Wheat: March wheat futures slid 7 cents on Monday to $4.56 a bushel, with bearish technicals and a sell-off in the corn market working the downtrend. A low-end tally of wheat export inspections also contributed to the bearish tone, as Department of Agriculture reported 16.7 million bushels of wheat exports versus forecasts calling for between 16 and 22 million.
Traders commented that gains in corn could spark bullish wheat movements, and wheat futures advanced the next day on the tail of rising corn and energy prices. March wheat futures ended the session slightly higher at $4.59.
Despite a softening in the corn market Wednesday, March wheat futures closed 8 cents stronger at $4.67. The gains alluded to technically-inspired buying, further gains in the energy market and end-of-the-month position-squaring, traders said.
Wheat futures were projected to keep rising as freezing Midwest temperatures had the potential to damage dormant crops that lacked a protective layer of snow, thereby depleting the 2007 crop output. March wheat rose to a high of $4.72 on Thursday, placing prices firmly above the $4.60 level.
Copper: March copper futures fell 10 cents on Monday to close at $2.54 per pound. The decline came as a surprise to traders, as prevailing bullish fundamentals included talk of heightened Chinese demand. In addition, U.S. reports showed strong home sales and durable goods numbers, which would usually bolster demand for copper in various industrial sectors.

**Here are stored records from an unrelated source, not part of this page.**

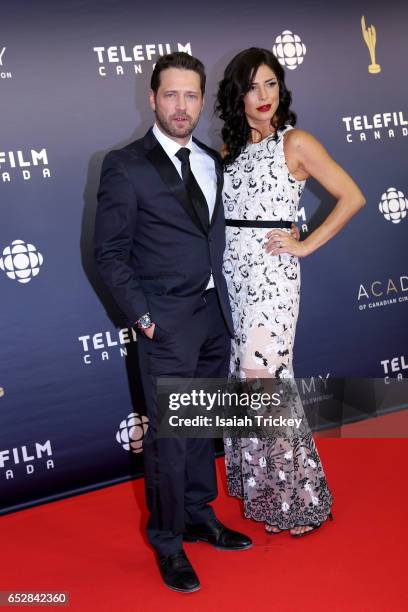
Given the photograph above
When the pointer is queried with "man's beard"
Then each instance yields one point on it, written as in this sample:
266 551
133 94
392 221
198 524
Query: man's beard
171 129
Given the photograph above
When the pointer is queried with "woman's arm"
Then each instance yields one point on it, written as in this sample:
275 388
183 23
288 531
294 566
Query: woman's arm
305 157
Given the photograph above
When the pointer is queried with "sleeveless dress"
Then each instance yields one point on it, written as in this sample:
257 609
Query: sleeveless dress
280 480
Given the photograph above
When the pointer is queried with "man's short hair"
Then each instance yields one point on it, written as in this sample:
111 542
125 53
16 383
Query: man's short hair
178 59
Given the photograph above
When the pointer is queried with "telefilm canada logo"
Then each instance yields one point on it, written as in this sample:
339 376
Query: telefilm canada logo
24 165
101 346
395 367
4 73
380 126
382 292
126 59
25 460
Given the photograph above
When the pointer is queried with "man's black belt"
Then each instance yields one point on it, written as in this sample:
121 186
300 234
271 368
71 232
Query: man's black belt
257 223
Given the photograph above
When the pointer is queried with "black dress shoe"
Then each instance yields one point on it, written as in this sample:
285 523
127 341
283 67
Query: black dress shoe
177 573
215 533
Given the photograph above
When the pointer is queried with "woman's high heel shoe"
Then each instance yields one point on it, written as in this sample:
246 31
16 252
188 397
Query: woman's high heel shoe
313 528
272 532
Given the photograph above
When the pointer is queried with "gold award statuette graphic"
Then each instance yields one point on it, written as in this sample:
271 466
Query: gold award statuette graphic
370 37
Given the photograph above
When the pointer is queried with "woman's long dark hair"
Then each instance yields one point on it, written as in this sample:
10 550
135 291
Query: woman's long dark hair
229 105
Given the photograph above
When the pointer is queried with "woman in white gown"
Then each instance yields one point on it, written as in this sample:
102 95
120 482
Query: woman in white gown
266 164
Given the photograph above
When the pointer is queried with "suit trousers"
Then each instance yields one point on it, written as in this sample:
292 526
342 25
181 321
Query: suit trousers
180 478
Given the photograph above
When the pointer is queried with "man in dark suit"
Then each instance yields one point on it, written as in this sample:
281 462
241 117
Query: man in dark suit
159 243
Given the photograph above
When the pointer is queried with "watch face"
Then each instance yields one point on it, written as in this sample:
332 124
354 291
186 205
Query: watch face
145 321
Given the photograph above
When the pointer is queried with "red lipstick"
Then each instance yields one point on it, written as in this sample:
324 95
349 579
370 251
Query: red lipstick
264 108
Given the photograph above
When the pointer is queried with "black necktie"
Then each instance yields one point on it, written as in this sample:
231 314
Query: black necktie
193 188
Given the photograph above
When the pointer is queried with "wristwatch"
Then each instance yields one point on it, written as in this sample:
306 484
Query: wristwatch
145 321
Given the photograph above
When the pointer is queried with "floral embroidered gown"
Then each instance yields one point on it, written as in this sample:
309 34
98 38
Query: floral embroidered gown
280 480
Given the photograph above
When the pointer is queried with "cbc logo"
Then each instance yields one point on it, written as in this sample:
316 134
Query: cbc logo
132 431
289 50
393 205
21 261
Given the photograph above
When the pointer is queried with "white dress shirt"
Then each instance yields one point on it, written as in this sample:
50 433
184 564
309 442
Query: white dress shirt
202 166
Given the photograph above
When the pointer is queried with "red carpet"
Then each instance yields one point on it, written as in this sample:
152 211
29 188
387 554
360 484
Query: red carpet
92 546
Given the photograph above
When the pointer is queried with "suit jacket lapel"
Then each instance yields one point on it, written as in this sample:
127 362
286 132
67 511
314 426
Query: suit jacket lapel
165 167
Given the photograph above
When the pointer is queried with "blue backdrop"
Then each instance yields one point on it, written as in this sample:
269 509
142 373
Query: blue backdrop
73 78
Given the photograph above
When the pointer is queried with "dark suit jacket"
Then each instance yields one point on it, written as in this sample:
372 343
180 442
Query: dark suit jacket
150 248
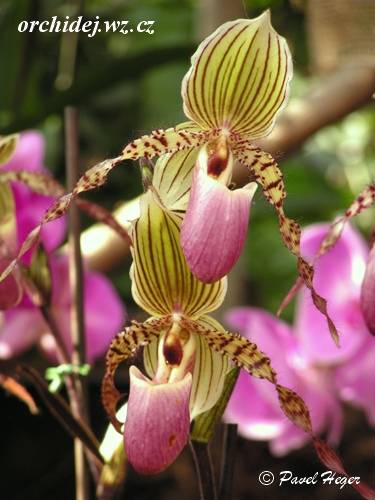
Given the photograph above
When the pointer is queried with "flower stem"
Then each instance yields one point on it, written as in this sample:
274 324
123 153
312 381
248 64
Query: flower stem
205 471
79 404
228 461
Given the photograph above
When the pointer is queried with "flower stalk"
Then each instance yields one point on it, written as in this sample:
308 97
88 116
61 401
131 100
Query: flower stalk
78 403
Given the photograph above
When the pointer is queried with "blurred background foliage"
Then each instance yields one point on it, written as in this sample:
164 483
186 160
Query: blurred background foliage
125 85
129 84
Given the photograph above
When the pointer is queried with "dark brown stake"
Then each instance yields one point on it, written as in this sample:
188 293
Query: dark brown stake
228 461
79 407
205 470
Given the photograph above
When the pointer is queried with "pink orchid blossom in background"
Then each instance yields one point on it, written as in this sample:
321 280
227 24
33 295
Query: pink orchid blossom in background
23 326
368 292
29 155
320 372
24 210
256 409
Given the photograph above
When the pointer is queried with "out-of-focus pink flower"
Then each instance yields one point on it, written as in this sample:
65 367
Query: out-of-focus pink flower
304 356
368 293
255 406
22 326
338 277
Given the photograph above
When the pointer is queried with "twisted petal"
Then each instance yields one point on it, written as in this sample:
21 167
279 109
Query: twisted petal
254 405
157 423
338 276
215 225
269 176
368 293
161 280
247 356
239 78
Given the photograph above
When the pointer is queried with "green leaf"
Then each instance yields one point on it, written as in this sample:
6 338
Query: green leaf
204 424
8 144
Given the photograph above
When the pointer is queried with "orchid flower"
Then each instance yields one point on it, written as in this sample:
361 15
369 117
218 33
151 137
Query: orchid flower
187 352
368 293
236 86
322 375
21 212
23 326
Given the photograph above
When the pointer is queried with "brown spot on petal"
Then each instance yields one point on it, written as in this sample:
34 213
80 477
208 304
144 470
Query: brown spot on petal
216 165
172 440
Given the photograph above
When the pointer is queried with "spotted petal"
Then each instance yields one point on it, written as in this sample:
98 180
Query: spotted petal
123 346
210 369
269 176
239 78
162 281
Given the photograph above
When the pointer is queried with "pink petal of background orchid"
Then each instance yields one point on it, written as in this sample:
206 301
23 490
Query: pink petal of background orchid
262 418
30 207
355 380
368 293
20 329
157 423
338 277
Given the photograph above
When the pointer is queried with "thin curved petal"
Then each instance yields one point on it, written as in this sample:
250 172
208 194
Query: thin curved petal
162 282
239 78
254 405
268 175
215 225
157 423
159 142
338 276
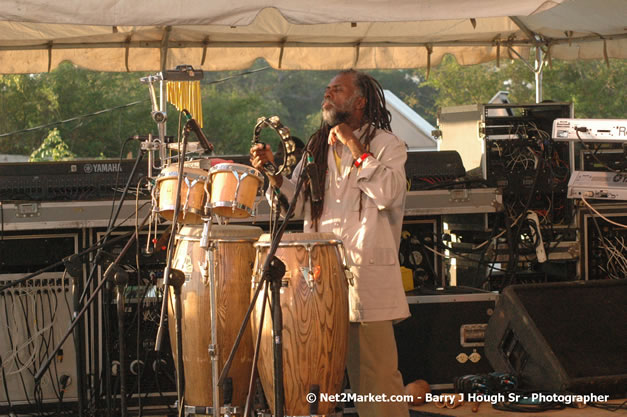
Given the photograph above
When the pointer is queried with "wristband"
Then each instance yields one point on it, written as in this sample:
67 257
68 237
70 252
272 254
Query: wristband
361 159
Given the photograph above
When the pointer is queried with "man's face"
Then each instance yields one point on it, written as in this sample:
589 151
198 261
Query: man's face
339 100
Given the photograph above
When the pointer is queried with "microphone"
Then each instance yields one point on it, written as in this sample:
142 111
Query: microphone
314 181
193 126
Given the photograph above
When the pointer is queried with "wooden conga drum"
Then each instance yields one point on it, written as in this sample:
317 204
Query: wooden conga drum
234 189
193 193
231 258
314 303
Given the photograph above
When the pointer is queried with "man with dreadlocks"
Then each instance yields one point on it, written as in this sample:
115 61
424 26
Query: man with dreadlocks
362 166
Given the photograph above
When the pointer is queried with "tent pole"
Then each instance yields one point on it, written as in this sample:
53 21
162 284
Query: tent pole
538 73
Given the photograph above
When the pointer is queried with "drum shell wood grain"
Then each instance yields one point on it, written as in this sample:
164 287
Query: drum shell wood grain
234 256
224 189
315 324
194 199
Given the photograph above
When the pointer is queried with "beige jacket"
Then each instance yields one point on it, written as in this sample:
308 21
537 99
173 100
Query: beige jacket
372 241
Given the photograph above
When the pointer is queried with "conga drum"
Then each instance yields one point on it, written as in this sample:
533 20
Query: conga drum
229 260
234 189
193 193
314 303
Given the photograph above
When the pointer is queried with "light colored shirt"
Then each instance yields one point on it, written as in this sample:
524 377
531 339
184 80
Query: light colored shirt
371 240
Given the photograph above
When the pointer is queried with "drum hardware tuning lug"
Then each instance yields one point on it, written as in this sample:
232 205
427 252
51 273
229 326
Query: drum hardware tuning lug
310 274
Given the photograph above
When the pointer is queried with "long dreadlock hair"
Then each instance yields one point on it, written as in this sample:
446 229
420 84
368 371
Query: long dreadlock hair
376 116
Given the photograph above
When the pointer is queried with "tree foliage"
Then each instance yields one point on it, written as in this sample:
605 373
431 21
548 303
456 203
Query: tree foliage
105 109
53 148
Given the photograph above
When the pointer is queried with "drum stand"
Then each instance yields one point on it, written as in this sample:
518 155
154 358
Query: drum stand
272 274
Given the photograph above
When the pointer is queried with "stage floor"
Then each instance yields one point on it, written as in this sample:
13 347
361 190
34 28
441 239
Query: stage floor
486 410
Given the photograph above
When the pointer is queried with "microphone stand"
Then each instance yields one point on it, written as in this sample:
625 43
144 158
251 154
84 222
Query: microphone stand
272 273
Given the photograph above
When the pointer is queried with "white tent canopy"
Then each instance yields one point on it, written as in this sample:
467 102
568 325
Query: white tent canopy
147 35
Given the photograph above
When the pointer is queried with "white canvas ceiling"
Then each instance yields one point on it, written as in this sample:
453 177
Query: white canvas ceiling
147 35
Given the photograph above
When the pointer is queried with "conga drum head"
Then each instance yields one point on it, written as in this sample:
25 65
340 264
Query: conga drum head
234 189
314 303
193 194
228 261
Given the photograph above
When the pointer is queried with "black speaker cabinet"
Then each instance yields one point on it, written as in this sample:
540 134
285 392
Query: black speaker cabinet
569 336
444 337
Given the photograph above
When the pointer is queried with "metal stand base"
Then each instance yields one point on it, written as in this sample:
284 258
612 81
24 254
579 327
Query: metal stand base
226 411
268 414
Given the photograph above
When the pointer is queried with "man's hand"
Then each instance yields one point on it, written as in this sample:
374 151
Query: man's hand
344 134
261 154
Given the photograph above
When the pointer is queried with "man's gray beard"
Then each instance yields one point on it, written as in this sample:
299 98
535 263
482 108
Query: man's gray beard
333 117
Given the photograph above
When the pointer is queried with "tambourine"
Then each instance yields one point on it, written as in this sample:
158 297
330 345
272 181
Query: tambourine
289 147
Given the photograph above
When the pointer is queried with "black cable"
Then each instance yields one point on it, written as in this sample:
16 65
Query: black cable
4 384
1 221
609 406
607 250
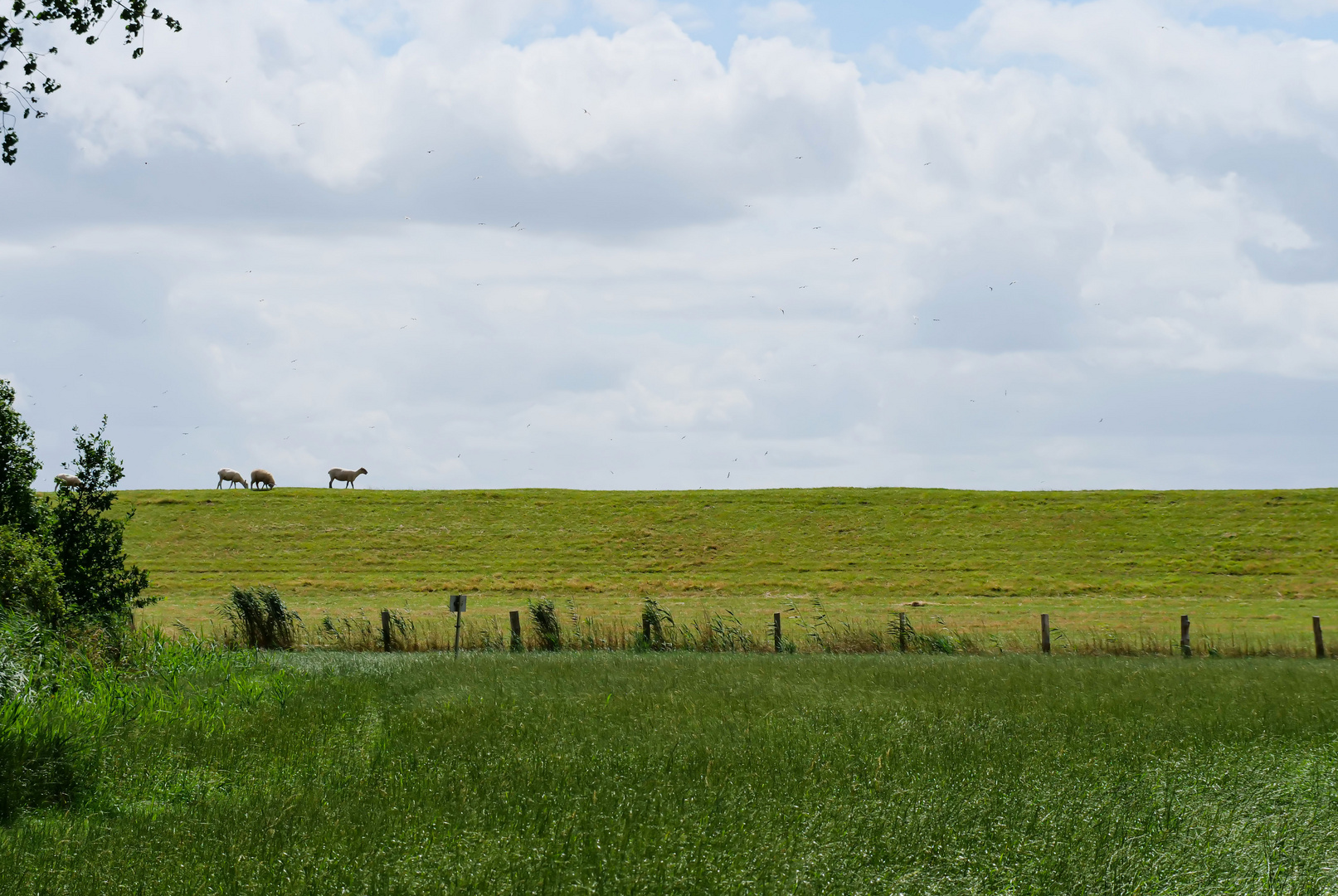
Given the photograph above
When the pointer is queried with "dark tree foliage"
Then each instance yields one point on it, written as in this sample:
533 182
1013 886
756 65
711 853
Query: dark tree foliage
19 467
82 17
98 585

Traders noted that surges in LME copper inventories, together with an overall softening in the base metals markets, had eroded upside momentum. March copped rose 2 cents on Tuesday, yet a negative tone was still shielding the red metal from bigger gains.
On the floor, traders were said to be eyeing the $2.40 level, where longs could jump in ahead of spring construction-building season. Copper futures climbed to $2.59 midweek after news of a Chilean mining issue helped buoy the market. Nevertheless, traders opined that copper prices would favor the downside once the strike had dissolved.